The History of the Cowboy Hat

a man wearing a blue and grey plaid wool jacket, white cowboy hat and yellow goat skin gloves swinging a saddle over the a dark brown horse wearing a red carpet

If there is one piece of Western wear that has become the ultimate symbol of the American Cowboy, it’s the cowboy hat. Like all Western wear, hats were made to be as tough as the trail and started off as accessories purchased based purely on function rather than fashion. A hat provided shade, protection from the elements, and warmth for the wearer, but could also be used to fan a fire, as a vessel for drinking water, or waved from horseback to catch the attention of a fellow rider in the distance. There were as many styles of cowboy hats as there were people wearing cowboy hats.

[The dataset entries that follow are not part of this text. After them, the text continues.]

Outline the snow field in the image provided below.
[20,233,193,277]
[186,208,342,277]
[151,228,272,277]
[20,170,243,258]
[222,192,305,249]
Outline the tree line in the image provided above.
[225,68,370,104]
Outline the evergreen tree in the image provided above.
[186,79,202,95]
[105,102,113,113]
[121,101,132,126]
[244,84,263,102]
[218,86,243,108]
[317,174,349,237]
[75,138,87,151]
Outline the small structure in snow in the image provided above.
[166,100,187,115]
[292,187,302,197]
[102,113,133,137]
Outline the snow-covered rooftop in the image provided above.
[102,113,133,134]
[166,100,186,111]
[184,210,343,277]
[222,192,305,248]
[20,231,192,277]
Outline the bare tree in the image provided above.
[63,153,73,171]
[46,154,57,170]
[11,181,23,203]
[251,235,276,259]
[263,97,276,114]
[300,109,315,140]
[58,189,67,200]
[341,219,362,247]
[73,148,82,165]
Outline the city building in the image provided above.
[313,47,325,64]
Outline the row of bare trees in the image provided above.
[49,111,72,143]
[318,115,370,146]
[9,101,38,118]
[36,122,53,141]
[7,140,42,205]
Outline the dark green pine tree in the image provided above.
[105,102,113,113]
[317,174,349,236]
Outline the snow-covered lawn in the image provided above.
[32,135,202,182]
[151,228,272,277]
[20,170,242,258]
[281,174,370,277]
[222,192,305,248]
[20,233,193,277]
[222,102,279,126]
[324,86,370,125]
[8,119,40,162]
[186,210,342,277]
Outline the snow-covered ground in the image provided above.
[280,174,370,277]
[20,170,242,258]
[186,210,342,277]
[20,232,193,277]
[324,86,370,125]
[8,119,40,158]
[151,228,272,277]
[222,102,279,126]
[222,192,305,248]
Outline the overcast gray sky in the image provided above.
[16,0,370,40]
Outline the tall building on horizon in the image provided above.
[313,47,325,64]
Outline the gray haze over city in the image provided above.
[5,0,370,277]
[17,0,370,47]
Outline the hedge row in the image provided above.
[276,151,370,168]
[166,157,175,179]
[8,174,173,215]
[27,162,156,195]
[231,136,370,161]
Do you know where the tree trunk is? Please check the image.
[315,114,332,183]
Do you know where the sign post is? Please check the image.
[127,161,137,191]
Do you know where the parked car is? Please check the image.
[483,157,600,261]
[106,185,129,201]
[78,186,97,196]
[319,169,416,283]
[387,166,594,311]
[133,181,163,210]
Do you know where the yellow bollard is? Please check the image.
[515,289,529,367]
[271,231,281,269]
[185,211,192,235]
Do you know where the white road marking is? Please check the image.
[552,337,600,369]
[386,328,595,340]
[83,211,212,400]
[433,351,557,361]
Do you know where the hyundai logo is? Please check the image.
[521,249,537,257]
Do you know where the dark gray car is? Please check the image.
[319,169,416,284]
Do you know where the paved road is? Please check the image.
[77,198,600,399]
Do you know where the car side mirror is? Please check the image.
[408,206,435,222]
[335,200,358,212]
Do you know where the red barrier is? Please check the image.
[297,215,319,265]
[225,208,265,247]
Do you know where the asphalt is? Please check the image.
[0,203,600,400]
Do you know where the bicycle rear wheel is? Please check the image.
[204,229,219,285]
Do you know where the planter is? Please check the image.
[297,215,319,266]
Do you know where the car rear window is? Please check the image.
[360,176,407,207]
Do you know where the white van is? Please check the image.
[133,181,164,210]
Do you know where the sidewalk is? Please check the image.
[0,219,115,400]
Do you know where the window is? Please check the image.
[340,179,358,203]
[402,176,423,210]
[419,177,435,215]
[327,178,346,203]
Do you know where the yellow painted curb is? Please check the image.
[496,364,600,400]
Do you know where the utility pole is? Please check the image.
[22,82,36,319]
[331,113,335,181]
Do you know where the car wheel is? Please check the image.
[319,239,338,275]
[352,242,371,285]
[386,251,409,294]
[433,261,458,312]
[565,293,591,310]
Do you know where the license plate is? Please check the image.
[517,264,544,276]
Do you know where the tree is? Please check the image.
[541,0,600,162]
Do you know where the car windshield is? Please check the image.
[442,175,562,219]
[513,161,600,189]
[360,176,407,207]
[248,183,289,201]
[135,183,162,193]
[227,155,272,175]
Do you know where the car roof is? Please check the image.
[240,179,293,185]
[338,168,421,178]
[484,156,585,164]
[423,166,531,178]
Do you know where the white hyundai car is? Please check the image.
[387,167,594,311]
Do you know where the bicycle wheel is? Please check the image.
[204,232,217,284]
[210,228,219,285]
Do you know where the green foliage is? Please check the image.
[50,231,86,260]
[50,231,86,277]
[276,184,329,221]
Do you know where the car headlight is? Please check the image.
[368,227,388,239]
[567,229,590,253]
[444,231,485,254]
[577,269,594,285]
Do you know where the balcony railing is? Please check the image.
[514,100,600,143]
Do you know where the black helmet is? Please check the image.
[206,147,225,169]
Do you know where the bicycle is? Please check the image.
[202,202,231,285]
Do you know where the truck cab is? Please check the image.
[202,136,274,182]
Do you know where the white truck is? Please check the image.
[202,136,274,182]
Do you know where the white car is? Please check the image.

a brunette woman with a long braid down her left shoulder wearing a grey scarf, red jacket and black cowboy hat against a wood barn

Distinct hat styles emerged by region. For example, in the Southwest, cowpunchers donned high-crowned “10-gallons” for ample shade, while in the Great Basin, Buckaroos came to prefer a “flat hat,” often made of straw and designed to stay out of the way of long lassos. Early photographs of range riders across the West show an enormous variation in hat styles, from silk “stovepipes” and derby “pots,” to sombreros and cavalry styles. In Montana Territory during the 1860s–‘80s, cowboys drove cattle up the trails from Texas, Oklahoma, Kansas, and other regions, which led to a hodge-podge of headwear across the range. Also, many cowboys in the late 1800s and early 1900s were immigrants. For herding cattle or sheep, they simply wore the hats they stepped off the boat wearing. The first cowboy hats were made of beaver, rabbit, or other fur, but felt soon became the preferred (and priciest) material. Eventually, it became clear that certain styles were only good for certain settings (Who would wear a top hat on the plains?) and designs became increasingly functional to the places and conditions in which the cowboys were working.

John B. Stetson, the son of a New Jersey haberdasher, set the standard in the early mass production of cowboy hats with his “Boss of the Plains” model in 1863, designed while on an expedition up Pike’s Peak. His hat became all the rage in the West. However, most Stetsons got pretty beat up on the job and began to curl at the brim and lose their silk ribbons. But this distressed look became preferred to the overly-refined, fresh-off-the-line Stetson. So much so that many cowboys even began to intentionally shape their own hats by creasing the crown and curling the brim, making four dents into a peak, two dents, a center crease, two parallel creases, or simply leaving the crown rounded. Stetson soon caught on to this trend and began mass-producing creased and curled hats. In the 1940s and ‘50s, Hollywood—a space seldom concerned with historical accuracy—created its own cowboy styles on the big screen, which then rubbed off on cowboy fashion, carrying homogenized hat styles from the silver screen to the range and far beyond. Contemporary American Country Music stars—whether real cowboys or not—further popularized the wearing of cowboy hats far beyond just big cattle country.

a man wearing black work overalls, a dark brown long sleeve and white cowboy hat looking down as he works on a horshoe in a barn

Cowboys throughout the ages have festooned their hats with all kinds of talismans—horsehair bands, ribbons, rattlers from snakes. It’s a personal choice for each wearer which style suits him and what charm to put on it. “All hat and no horse,” has become a common phrase in recent decades, referring to the fact that there are many people throughout traditional cowboy territory who like the idea of playing cowboy but have no cattle or horses to account for, in effect all talk, but lacking action.